Il Tribunale meneghino, ponendosi sul punto sulla stessa linea ermeneutica del Tribunale di Pistoia, afferma che la richiesta formulata dal PM “si sostanzia in una questione avente ad oggetto lo status filiationis che impone – quanto alla sua rimozione – il ricorso ai tipici procedimenti–azioni di stato – previste dal nostro ordinamento allorché si proponga una domanda diretta alla demolizione dello status di figlio” (così p. 5). In particolare, a parere di detto giudice, dato l’oggetto della contestazione mossa dalla Procura, il rimedio da utilizzare è quello previsto dall’art. 263 c.c., ossia l’impugnazione del riconoscimento per difetto di veridicità.

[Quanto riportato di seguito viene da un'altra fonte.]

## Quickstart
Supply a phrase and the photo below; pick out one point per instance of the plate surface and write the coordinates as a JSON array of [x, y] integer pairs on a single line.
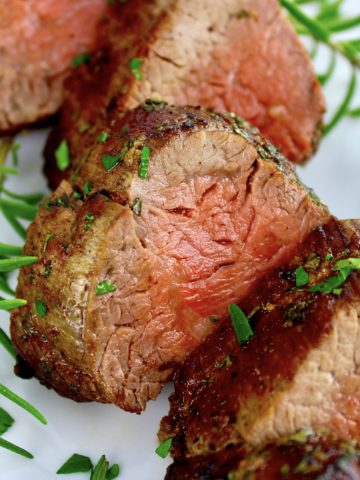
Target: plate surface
[[128, 439]]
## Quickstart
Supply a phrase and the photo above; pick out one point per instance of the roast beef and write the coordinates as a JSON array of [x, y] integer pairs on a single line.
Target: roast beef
[[234, 55], [216, 209], [38, 40], [305, 455], [300, 369]]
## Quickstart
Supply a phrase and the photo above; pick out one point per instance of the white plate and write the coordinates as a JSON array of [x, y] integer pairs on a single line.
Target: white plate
[[127, 439]]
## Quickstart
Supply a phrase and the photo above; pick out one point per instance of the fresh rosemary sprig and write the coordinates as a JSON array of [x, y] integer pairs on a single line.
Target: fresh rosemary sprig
[[323, 27]]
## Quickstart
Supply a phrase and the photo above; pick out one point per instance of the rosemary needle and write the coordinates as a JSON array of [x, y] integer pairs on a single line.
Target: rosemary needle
[[22, 403]]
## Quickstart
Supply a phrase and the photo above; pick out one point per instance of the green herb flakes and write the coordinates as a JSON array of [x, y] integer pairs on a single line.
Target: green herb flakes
[[301, 277], [41, 308], [87, 188], [104, 287], [136, 206], [144, 162], [75, 464], [164, 448], [48, 237], [89, 220], [103, 136], [6, 421], [109, 162], [240, 324], [135, 65], [62, 156], [80, 59]]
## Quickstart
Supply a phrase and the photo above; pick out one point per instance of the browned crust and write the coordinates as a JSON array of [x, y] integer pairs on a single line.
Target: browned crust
[[303, 455], [48, 351], [208, 399], [107, 84]]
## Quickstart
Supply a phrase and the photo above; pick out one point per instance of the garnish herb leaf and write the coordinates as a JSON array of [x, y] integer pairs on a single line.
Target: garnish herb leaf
[[164, 448], [113, 472], [301, 277], [9, 264], [75, 464], [135, 65], [109, 162], [41, 308], [80, 59], [10, 249], [104, 287], [7, 343], [240, 324], [144, 162], [62, 155], [6, 421], [22, 403], [100, 470], [14, 448]]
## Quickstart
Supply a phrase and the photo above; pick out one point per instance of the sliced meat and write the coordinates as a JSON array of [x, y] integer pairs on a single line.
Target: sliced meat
[[236, 55], [300, 369], [219, 208], [304, 455], [38, 40]]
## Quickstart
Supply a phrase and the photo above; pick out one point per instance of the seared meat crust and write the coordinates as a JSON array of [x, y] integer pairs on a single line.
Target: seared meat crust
[[300, 370], [38, 40], [237, 55], [304, 455], [218, 209]]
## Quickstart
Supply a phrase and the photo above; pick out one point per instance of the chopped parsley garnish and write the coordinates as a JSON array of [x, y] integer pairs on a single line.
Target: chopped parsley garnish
[[48, 237], [135, 64], [104, 287], [136, 206], [6, 421], [144, 162], [332, 284], [240, 324], [109, 162], [80, 59], [164, 448], [301, 277], [41, 308], [103, 136], [76, 464], [153, 104], [87, 188], [89, 219], [124, 131], [62, 156]]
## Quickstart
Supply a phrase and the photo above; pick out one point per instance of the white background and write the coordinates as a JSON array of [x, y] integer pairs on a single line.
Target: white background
[[128, 439]]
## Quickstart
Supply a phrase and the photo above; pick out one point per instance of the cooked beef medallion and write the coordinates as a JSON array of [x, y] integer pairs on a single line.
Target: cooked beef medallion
[[305, 455], [234, 55], [175, 215], [38, 41], [299, 370]]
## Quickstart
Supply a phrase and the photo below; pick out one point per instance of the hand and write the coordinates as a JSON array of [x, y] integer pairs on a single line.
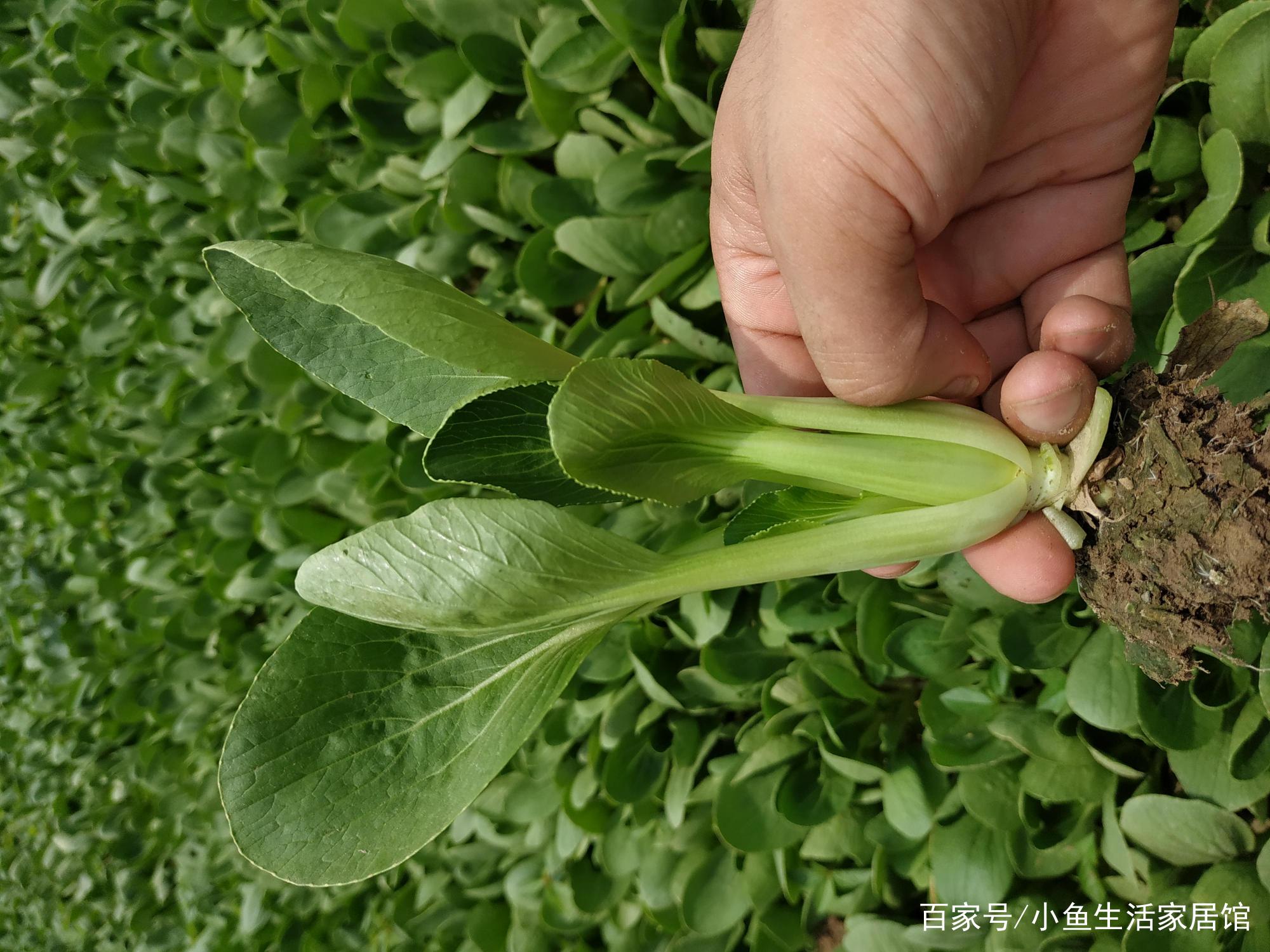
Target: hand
[[916, 199]]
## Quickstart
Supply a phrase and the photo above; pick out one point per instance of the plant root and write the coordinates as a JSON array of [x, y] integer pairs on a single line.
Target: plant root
[[1182, 506]]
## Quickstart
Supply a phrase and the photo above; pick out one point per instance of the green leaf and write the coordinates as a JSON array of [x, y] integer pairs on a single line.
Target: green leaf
[[1102, 685], [609, 246], [634, 769], [495, 60], [1039, 644], [1241, 77], [380, 332], [714, 897], [358, 744], [904, 800], [1172, 718], [1186, 832], [1250, 743], [683, 332], [929, 647], [1206, 772], [1205, 49], [970, 864], [1175, 150], [514, 136], [641, 428], [1224, 172], [797, 508], [746, 816], [1247, 374], [501, 440], [991, 797], [479, 567]]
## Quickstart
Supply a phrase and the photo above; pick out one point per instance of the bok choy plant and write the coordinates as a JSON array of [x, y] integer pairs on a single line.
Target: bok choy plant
[[441, 639]]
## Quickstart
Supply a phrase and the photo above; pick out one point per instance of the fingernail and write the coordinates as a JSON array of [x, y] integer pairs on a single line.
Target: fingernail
[[1053, 413], [959, 389], [1086, 345]]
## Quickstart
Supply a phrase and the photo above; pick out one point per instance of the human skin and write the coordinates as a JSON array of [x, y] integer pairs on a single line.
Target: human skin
[[926, 199]]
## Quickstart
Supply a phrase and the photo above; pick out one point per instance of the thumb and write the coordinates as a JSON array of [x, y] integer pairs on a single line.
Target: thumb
[[850, 272]]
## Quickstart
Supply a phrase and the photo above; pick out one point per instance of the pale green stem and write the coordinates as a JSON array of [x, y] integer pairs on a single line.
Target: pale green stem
[[906, 468], [857, 544], [926, 420]]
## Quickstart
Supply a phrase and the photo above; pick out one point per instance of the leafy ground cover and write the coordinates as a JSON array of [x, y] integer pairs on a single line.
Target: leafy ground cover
[[769, 766]]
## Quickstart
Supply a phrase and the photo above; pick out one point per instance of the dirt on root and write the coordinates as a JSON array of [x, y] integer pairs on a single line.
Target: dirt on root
[[1182, 505]]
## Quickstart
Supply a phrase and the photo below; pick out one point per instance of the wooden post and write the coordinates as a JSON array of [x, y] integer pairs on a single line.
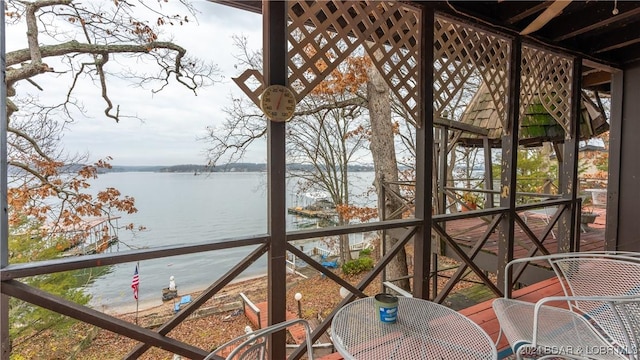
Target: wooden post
[[424, 158], [275, 39], [615, 149], [509, 163], [569, 190], [5, 341]]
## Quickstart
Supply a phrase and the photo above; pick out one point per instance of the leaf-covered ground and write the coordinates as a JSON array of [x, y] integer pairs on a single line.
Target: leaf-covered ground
[[320, 296]]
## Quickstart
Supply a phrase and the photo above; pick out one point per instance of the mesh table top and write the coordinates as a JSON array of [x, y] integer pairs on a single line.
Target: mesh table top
[[424, 330]]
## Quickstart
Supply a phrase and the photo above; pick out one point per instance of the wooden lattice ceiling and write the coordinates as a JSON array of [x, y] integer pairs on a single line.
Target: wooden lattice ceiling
[[589, 28]]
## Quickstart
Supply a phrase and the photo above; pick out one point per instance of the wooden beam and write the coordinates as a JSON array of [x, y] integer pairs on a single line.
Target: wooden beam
[[623, 37], [528, 12], [596, 78], [510, 163], [457, 125], [615, 156], [589, 24], [275, 41], [424, 158]]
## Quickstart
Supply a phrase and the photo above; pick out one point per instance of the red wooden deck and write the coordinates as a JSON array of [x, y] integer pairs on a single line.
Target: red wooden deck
[[467, 232], [483, 314]]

In aggiunta il giudice di Milano ricorda come da un lato la dichiarazione di nascita resa all’Ufficiale dello Stato Civile costituisca “un accertamento di grado intermedio”, superabile “soltanto da un titolo di grado maggiore, da una sentenza resa in un giudizio di stato”; dall’altro l’attività dell’Ufficiale dello stato civile si limita a recepire tale dichiarazione “e a formare l’atto o a trascriverlo o a effettuare l’annotazione” (così p. 9).  Conseguentemente quest’ultima attività non ha un’efficacia costitutiva, acquistando però ex lege l’atto formato “una forma di ‘pubblicità’ tale per cui lo status che da esso risulta può essere contestato solo esercitando in giudizio una delle azioni di stato tipiche” (così p. 9).

Dunque, a parere del Collegio milanese, relativamente alla fattispecie sottoposta al suo esame “il riconoscimento del minore, effettuato successivamente alla sua nascita, con la dichiarazione resa all’Ufficiale dello Stato Civile ai sensi dell’art. 254 c.c., ha determinato quell’accertamento di grado intermedio da cui è sorto il rapporto di filiazione del bambino” (così p. 9). A detta del medesimo giudice “l[L]o status di figlio è infatti provato dal suo atto di nascita ove il riconoscimento è trascritto e non potrà essere superato se non da un accertamento di grado superiore, ossia con una tipica azione di stato” (così p. 9).

Pertanto anche il Tribunale meneghino dichiara inammissibile il ricorso de quo.